OpenAI's New "Strawberry" AI Is Still Making Idiotic Mistakes
On Thursday, OpenAI released its long-awaited AI model that had been hyped up under the code named "Strawberry."
The Sam Altman-led company made some big promises in its announcement, claiming that its "o1-preview" AI model "performs similarly to PhD students on challenging benchmark tasks in physics, chemistry, and biology."
With its new "human-like" ability to "reason," the AI model can tackle even more "complex tasks" and "harder problems," according to the company.
But as early testers have already discovered firsthand, it's still miles away from replacing a human scientist or coder.
In fact, if recent posts making their rounds on social media are anything to go by, the o1-preview is still often struggling with the absolute basics.
For instance, INSA Rennes researcher Mathieu Acher found, it's still repeatedly suggesting illegal chess moves in response to certain puzzles.
Tasks as basic as counting also remain elusive. In one example flagged by Meta AI scientist Colin Fraser, Strawberry attempts to take on a rudimentary word puzzle about a farmer transporting sheep across a river — and accidentally abandons the correct answer in favor of illogical garble at the end.
Even entering an prompt OpenAI used in its demo — a logic puzzle fittingly involving a strawberry — gave users varying answers.
"o1-preview gives the wrong answer to this prompt 75 percent of the time," one user found.
In fact, some users are claiming, the model is even still sometimes struggling with one of the most confounding word problems for AI language models: how many times the letter "R" appears in the word "strawberry."
In all fairness, OpenAI was clear right from the start that its latest AI is still a work in progress.
"As an early model, it doesn't yet have many of the features that make ChatGPT useful, like browsing the web for information and uploading files and images," the company wrote in its announcement. "For many common cases GPT-4o will be more capable in the near term."
Thanks to a new "chain of thought" process, o1-public differs significantly from its predecessors like GPT-4o, which powers the company's popular ChatGPT chatbot. Instead of spitting out the first answer it can produce, it takes its time to build out iterative answers before arriving at a conclusion.
That can extend its response time significantly. As one user found, the new AI model took 92 seconds to come up with an answer to a word riddle — before bungling the answer.
OpenAI research scientist Noam Brown, who worked on the new model, argued that having it take its time could result in some groundbreaking answers.
"OpenAI's o1 thinks for seconds, but we aim for future versions to think for hours, days, even weeks," he tweeted. "Inference costs will be higher, but what cost would you pay for a new cancer drug? For breakthrough batteries? For a proof of the Riemann Hypothesis?"
Those lofty conclusions didn't sit well with noted AI critic Gary Marcus.
"I really like a lot of your work, but the tweet below rubs me the wrong way," he wrote in response, "because it invites the inference that running versions of o1 for weeks or months might create a new cancer drug (in reality, at best you just get new candidates, but still need to do the clinical work), or create breakthrough batteries (again you aren’t going to shortcut the lab work) or prove the Riemann Hypothesis."
"This is not realistic," he added. "As you acknowledge o1 is still unreliable even at tic-tac-toe, and in some cases no better than earlier models. Longer processing times are unlikely to reach transcendent reasoning."
(To be fair, Brown also conceded that the new model is still flubbing certain answers, including ones as fundamental as tic-tac-toe.)

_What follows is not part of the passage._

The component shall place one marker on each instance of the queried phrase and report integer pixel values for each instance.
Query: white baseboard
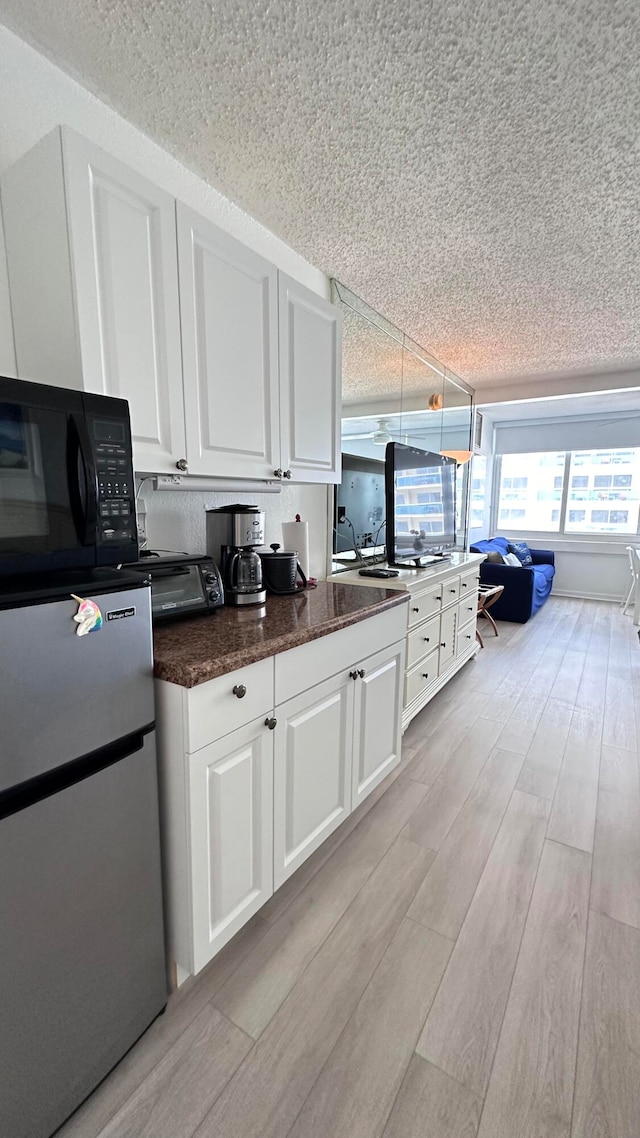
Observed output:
(614, 598)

Marcus is tapping into a heated debate surrounding the tremendous hype gripping the AI industry.
As companies continue to lock down billions of funding — OpenAI is looking to raise a whopping $6.5 billion from investors, boosting its already sky-high valuation to $150 billion — skeptics and tech investors alike are growing uneasy about the amount of money being poured into the tech, nevermind its environmental impact.
In short, the company's latest AI still falling for the same old traps isn't exactly confidence-inducing.
OpenAI promised that it's only the beginning, though, symbolically naming its model to reset the "counter back to 1" — which, given it's stumbling right out of the gate, might end up being an appropriate name after all.